Using the statistical package ‘R’ for data analysis

I have recently taken some online courses in the statistical package called ‘R’ that is freely available in the public domain. After a little effort, I was able to instal this on my Macbook. It creates beautiful plots and is a very versatile and powerful aid to understanding big data.

After installation of R Studio, and the installation of the necessary packages and libraries, I was able to get to work in understanding it. I decided to take the free online courses on edX for a start. Data Science R Basics is an introduction to the nuts and bolts of R including data frames, data types and function calls, conditionals and for loops. Data Science: Visualization is an introduction to ggplot and its features and explains how to select and summarize data from a data frame according to logical conditions.

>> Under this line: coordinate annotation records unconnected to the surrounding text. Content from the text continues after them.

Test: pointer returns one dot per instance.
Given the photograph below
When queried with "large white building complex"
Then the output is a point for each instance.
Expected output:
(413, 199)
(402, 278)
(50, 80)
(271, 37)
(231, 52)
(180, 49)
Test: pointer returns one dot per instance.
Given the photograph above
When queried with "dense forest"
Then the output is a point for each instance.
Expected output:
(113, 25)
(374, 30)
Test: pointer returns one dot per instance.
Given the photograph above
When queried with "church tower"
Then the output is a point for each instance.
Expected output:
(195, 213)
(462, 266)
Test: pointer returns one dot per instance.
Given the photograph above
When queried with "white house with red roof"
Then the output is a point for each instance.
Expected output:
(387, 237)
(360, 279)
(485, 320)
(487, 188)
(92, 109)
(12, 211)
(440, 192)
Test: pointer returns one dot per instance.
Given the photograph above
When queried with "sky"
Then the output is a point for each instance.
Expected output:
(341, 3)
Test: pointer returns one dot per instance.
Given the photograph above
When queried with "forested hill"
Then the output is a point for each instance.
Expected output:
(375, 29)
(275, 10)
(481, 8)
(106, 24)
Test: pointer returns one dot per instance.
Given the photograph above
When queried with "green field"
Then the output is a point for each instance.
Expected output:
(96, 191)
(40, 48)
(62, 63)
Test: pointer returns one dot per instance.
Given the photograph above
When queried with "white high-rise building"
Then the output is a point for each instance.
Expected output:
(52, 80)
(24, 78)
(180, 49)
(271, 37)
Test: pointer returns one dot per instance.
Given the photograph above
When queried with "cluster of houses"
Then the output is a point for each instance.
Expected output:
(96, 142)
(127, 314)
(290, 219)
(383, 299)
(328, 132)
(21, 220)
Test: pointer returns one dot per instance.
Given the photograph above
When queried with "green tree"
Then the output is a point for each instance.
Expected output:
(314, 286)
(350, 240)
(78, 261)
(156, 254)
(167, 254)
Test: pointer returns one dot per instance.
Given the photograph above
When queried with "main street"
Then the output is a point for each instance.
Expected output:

I thoroughly recommend the courses by edX as they track your progress unit by unit and include ideos and explanatory material.

Screenshot 2019-02-03 at 01.09.53
A scatter plot of life expectancy verses fertility by region
Screenshot 2019-02-03 at 01.10.28
Stacked density plot of income by region for 1970 and 2010.

Above are some sample plots extracted from data sets containing life expectancy, fertility and income statistics. Such data sets are available as add-ons free of charge as is everything with R.

Here is one plot that I made after a few days studying the online material.

Screenshot 2019-02-03 at 02.06.10
The heights of boys and girls in the USA by age – a stacked density plot using the NHANES data.